Cordray grilled on QM standard
Sept. 13, 2013 – A hearing by the House Financial Services Committee Thursday to discuss CFPB’s semiannual report to Congress generated some heat from both sides of the political aisle over the bureau’s mortgage rules.
Committee Chairman Jeb Hensarling, R-Texas, and committee member Ed Perlmutter, D-Colo., both included the 43 percent DTI limit in their complaints to CFPB Director Richard Cordray about the provisions for the QM standard.
To illustrate his concern, Hensarling offered an example of someone who has a 44 percent DTI, is putting 20 percent down on their mortgage and has a 720 FICO score. That person couldn’t get a QM loan, he said, even though someone with 43 percent DTI, no money down and a score of 440 could.
Cordray responded by noting QM is just one category of mortgage loan that can be made, and the bureau doesn’t intend for that to be the only type of mortgage available.
Carrie Hunt, NAFCU’s senior vice president of government affairs and general counsel, said Thursday’s hearing discussion underscores the real issues that remain to be settled regarding the bureau’s QM rule, which is still set to take effect Jan. 10.
“NAFCU continues to have concerns about many aspects of the QM rule, and we have repeatedly called for the CFPB to exempt all credit unions from every aspect of the rules, as additional regulations for credit unions are unnecessary and unjustifiably costly,” said Hunt.

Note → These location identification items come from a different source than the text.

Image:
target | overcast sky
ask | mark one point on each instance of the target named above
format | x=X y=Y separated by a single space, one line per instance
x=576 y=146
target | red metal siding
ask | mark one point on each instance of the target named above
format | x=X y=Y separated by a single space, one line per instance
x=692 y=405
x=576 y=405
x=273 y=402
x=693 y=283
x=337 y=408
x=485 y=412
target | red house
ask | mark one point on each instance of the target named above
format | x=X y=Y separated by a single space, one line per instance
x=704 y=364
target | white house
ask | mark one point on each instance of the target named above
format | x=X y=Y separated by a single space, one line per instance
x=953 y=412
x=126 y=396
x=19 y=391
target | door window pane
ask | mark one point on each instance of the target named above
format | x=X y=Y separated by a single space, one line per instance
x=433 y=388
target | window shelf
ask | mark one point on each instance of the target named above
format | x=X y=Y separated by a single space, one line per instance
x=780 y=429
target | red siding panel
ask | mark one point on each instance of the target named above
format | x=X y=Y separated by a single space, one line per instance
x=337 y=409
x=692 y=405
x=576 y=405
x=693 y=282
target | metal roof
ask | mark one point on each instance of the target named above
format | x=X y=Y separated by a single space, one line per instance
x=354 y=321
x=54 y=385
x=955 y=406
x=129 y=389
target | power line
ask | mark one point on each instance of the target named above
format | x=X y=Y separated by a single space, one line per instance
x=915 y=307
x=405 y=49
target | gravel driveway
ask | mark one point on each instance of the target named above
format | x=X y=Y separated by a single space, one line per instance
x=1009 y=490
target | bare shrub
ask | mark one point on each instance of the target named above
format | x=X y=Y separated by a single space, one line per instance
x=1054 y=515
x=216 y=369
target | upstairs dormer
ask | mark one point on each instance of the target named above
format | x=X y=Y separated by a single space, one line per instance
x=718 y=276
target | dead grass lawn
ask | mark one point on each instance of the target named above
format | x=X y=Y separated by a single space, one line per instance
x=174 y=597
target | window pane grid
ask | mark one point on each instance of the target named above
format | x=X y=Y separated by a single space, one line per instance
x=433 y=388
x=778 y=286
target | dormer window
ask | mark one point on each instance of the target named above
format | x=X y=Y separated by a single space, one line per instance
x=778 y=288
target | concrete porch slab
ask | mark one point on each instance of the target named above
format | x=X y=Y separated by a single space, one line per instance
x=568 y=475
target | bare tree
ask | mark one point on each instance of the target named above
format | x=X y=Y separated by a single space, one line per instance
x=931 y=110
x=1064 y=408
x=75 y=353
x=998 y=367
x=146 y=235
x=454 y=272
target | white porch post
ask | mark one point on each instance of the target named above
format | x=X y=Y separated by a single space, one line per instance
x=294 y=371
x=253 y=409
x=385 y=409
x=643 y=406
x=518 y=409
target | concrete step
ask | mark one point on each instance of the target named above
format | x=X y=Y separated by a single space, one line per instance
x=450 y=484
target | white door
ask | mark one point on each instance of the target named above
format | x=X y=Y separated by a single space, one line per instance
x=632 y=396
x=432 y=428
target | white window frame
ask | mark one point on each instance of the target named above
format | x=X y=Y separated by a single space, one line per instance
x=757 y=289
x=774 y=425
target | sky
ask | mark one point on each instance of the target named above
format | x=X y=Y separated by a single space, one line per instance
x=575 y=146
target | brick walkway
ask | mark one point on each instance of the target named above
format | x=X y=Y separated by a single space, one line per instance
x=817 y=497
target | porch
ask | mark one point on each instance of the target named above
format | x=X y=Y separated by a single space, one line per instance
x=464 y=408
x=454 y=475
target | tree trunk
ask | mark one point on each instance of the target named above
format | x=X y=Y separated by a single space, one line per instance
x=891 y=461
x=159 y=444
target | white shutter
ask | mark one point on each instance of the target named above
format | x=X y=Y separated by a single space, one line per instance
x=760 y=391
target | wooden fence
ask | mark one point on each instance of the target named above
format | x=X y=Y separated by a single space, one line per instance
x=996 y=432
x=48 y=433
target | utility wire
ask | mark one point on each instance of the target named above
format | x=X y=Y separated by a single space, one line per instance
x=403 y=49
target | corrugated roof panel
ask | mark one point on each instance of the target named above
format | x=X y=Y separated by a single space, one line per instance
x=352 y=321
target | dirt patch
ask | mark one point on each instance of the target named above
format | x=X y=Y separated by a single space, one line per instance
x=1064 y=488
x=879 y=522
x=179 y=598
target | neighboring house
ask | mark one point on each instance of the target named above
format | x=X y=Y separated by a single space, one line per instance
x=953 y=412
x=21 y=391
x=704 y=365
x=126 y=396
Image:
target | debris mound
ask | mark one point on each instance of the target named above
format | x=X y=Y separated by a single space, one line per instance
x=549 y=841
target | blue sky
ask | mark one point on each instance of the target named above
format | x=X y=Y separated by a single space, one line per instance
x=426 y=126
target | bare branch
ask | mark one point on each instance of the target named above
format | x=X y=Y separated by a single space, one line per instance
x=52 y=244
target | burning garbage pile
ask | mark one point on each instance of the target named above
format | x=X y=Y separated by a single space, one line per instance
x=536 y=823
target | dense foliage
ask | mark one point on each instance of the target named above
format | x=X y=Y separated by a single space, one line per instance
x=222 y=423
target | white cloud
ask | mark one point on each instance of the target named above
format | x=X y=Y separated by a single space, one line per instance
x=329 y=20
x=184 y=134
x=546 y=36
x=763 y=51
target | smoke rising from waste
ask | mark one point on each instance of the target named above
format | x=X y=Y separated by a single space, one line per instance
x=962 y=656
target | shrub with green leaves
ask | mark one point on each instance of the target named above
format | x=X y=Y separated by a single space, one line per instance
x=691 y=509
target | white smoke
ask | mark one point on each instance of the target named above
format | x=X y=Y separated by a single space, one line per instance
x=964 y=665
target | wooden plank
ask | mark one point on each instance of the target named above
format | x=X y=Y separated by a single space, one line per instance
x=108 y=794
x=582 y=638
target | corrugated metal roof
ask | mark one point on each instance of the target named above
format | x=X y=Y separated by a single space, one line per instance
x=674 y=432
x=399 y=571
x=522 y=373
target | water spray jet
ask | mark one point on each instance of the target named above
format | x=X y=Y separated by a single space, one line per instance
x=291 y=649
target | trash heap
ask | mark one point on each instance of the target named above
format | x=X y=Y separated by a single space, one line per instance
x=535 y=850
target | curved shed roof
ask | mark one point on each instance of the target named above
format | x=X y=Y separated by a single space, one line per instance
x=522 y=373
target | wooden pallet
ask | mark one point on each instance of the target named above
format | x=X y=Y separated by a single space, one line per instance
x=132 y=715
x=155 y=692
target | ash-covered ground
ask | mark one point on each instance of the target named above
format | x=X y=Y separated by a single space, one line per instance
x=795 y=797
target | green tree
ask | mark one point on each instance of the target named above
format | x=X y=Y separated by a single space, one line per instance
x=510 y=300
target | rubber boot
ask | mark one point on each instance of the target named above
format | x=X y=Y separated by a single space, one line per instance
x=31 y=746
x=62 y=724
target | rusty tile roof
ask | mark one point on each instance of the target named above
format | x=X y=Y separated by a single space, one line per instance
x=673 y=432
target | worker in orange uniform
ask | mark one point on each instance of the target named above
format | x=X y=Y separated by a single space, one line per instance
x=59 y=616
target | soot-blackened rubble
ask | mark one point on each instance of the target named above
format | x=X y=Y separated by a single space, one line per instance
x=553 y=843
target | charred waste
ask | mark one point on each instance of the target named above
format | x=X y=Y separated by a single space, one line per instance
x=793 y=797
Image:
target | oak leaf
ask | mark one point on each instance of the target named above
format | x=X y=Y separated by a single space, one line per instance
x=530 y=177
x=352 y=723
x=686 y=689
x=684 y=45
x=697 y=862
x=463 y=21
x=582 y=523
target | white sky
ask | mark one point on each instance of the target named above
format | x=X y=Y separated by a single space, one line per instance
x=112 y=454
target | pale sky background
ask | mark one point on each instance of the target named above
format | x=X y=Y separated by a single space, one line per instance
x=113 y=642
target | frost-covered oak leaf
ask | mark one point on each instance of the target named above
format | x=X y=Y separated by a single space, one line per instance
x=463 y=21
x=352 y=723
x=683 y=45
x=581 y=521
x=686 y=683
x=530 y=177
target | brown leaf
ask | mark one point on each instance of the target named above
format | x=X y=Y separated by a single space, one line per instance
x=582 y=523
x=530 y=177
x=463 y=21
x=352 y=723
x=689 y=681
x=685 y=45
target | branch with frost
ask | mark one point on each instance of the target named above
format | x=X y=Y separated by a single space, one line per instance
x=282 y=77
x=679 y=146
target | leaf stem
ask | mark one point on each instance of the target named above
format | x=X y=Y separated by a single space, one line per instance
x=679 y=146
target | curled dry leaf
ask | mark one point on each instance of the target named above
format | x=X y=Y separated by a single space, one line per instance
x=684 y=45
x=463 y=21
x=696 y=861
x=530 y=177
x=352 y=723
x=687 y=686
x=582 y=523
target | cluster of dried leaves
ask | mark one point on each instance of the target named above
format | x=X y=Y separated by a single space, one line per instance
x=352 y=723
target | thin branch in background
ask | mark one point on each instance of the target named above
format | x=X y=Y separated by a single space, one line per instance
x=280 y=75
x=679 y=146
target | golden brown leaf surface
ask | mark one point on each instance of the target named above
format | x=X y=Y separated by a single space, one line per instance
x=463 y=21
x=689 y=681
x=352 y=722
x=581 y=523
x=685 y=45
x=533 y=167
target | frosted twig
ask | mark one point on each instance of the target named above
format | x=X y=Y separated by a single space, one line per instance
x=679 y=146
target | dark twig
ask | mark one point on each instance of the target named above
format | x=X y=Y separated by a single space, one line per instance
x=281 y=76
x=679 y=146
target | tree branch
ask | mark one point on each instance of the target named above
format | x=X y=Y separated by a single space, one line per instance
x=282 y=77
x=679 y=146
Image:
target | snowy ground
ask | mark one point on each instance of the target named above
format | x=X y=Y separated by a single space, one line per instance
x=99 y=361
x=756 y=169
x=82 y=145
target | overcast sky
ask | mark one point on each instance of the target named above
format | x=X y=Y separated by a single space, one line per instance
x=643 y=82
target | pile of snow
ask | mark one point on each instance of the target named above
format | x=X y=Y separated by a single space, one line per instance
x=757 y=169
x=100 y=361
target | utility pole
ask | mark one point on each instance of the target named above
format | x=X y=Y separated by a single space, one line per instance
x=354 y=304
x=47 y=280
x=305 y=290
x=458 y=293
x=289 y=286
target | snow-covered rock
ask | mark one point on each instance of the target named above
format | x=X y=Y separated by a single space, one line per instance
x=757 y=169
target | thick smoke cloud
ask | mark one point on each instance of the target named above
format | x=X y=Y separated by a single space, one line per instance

Also in Thursday’s hearing:
- Committee Ranking Member Maxine Waters, D-Calif., and others from both political parties asked how the CFPB is working to blunt the impact of its rules on community institutions. Cordray said the bureau’s credit union and community bank advisory councils were created to help with that, adding that credit unions and community banks didn’t cause the financial crisis that spurred Dodd-Frank.
- Responding to a question from Rep. Shelley Moore Capito, R-W.Va., about CFPB’s mandate to review outdated rules, Cordray said the bureau is reviewing old rules as it writes new ones. Rep. Bill Huizenga, R-Mich., also asked that the bureau revisit the points-and-fees portion of its QM rule.
NAFCU continues to urge the bureau to remove affiliate fees from the QM rule’s points-and-fees calculation.